Nasib Yoon Suk-Yeol Akan Ditentukan oleh Keputusan Mahkamah Konstitusi Korea Selatan

Nasib Yoon Suk-Yeol Akan Ditentukan oleh Keputusan Mahkamah Konstitusi Korea Selatan
Kelompok masyarakat membawa slogan-slogan menuntut penangkapan Presiden Yoon Suk Yeol di Seoul (17/12) (AP/Lee Jin-man)

Pemimpin sementara Korea Selatan, Perdana Menteri Han Duck-soo, berusaha meyakinkan dunia bahwa negara ini sedang kembali stabil setelah pemakzulan Yoon Suk-Yeol terkait penerapan darurat militer pada 3 Desember yang hanya berlangsung singkat.

Dilaporkan APNews, parlemen yang dikuasai oposisi liberal memutuskan untuk memakzulkan Yoon, dengan keputusan akhir akan ditentukan oleh Mahkamah Konstitusi. Jika Yoon diberhentikan, pemilu nasional harus diadakan dalam dua bulan untuk memilih penggantinya.
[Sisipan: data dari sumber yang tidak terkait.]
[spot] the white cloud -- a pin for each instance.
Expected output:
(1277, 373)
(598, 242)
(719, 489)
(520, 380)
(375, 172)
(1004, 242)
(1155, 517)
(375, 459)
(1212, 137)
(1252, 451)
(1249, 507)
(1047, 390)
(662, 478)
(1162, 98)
Namun ketegangan politik masih berlanjut, terutama terkait pengisian tiga kursi kosong di Mahkamah Konstitusi. Mahkamah yang terdiri dari sembilan hakim memerlukan dukungan minimal enam hakim untuk memberhentikan Yoon. Tiga kursi yang kosong ini harus diisi oleh Dewan Nasional, dengan dua kursi oleh Partai Demokratik dan satu kursi oleh Partai Kekuatan Rakyat yang dipimpin Yoon.

Proses pengisian kursi ini menjadi sorotan, terutama setelah Kweon Seong-dong, pemimpin fraksi PPP, menentang keputusan untuk segera mengisi kursi kosong tersebut. Ia berpendapat bahwa hanya presiden yang berhak menunjuk hakim, bukan pemimpin sementara. Sementara itu, Partai Demokratik menuduh PPP berusaha memperlambat proses percakapan ini agar Yoon dapat kembali ke jabatan.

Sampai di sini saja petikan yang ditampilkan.